What You Need to Know About Camera Picture Profiles
DSLRs come stocked with a few basic picture profiles, but you can plug your camera into EOS Utility to install more.
A picture profile is basically a way of telling your camera how to treat specific colors. For instance, if you use the landscape profile then you are telling your camera that you are taking a photo / video of a landscape so your camera will then pop the saturation and vibrance of the greens and blues because that’s the colors that you most likely want prominent throughout a landscape photo or video. If you use the Portrait style then it will pop the oranges and reds and etc.

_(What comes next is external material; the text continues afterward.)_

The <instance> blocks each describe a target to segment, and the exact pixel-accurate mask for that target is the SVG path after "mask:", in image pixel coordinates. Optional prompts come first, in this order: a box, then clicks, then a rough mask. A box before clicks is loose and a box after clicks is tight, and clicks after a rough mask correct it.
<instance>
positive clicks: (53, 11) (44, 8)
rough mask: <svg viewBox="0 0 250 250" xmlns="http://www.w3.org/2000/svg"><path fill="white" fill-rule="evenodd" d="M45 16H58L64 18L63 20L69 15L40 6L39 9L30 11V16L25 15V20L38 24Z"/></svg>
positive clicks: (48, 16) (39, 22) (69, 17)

If you are going to edit the colors yourself then you want a flat profile. You are telling the camera that you want all colors treated equally. You can use your camera’s pre-installed Neutral or Faithful styles or, better yet, you can download and install Technicolor’s Cinestyle or one of the Flaat styles.

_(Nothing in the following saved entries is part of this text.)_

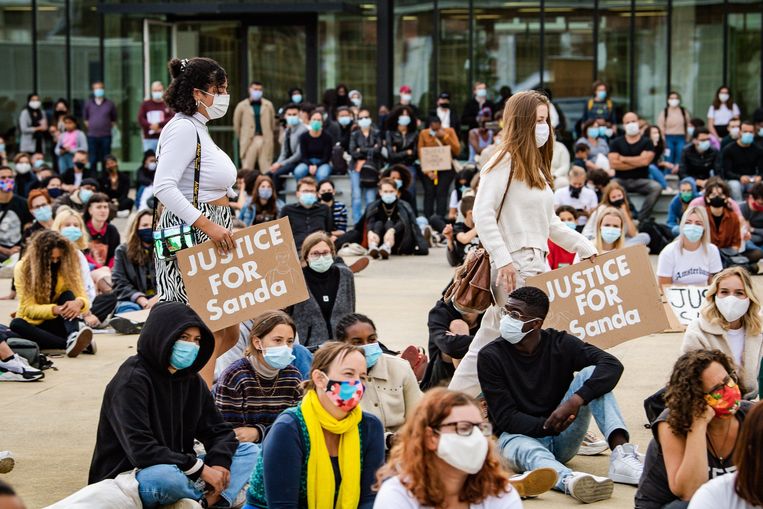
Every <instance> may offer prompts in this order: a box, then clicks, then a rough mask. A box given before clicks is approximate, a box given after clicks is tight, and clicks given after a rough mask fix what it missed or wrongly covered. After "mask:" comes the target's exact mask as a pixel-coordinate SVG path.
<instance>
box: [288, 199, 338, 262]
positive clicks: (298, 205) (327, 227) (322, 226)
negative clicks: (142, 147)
mask: <svg viewBox="0 0 763 509" xmlns="http://www.w3.org/2000/svg"><path fill="white" fill-rule="evenodd" d="M278 217H279V218H280V217H288V218H289V224H290V225H291V233H292V235H294V244H296V245H297V251H299V250H300V249H302V243H303V242H304V241H305V238H307V236H308V235H310V234H311V233H314V232H320V231H324V232H326V233H330V232H331V229H332V225H333V224H334V220H333V218H332V213H331V209H329V208H328V207H327V206H326V205H324V204H322V203H317V204H315V205H313V206H312V207H310V208H309V209H307V208H305V207H303V206H302V205H300V204H299V203H290V204H288V205H284V207H283V208H282V209H281V215H280V216H278Z"/></svg>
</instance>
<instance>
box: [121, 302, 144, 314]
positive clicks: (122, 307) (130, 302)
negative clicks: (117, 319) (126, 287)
mask: <svg viewBox="0 0 763 509" xmlns="http://www.w3.org/2000/svg"><path fill="white" fill-rule="evenodd" d="M141 309H143V308H142V307H140V304H138V303H136V302H132V301H130V300H120V301H118V302H117V307H116V308H114V314H115V315H118V314H119V313H129V312H130V311H140V310H141Z"/></svg>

Cinestyle and Flaat are awesome because they basically do so little to the colors that it allows you to get more color throughout the entire dynamic range of the image. In contrast, in a Landscape profile the greens in the mid tones and the blues in the highlights are going to be taking up so much room in the camera’s sensor that you will miss out on some of the reds in the shadows or yellows in the highlights etc.
Cinestyle and Flaat are telling the camera that every color is important, to capture everything, and you will make whatever colors you want to pop in post. These profiles do require a good bit more time in color correction however and should may not be used if a speedy turnaround is needed.
Possibly more important than picture profiles, however, is white balance. White balance is your camera’s gauge of color temperature. Every source of light has a different color temperature (ranging from a 1,000 Kelvin candle light to a 10,000K heavily overcast sky).
You can keep the same picture profile and be fine, but you must constantly be changing your white balance in camera to make sure that your image looks natural and not too warm if you’re below the correct color temperature and not too cool if you’re above it.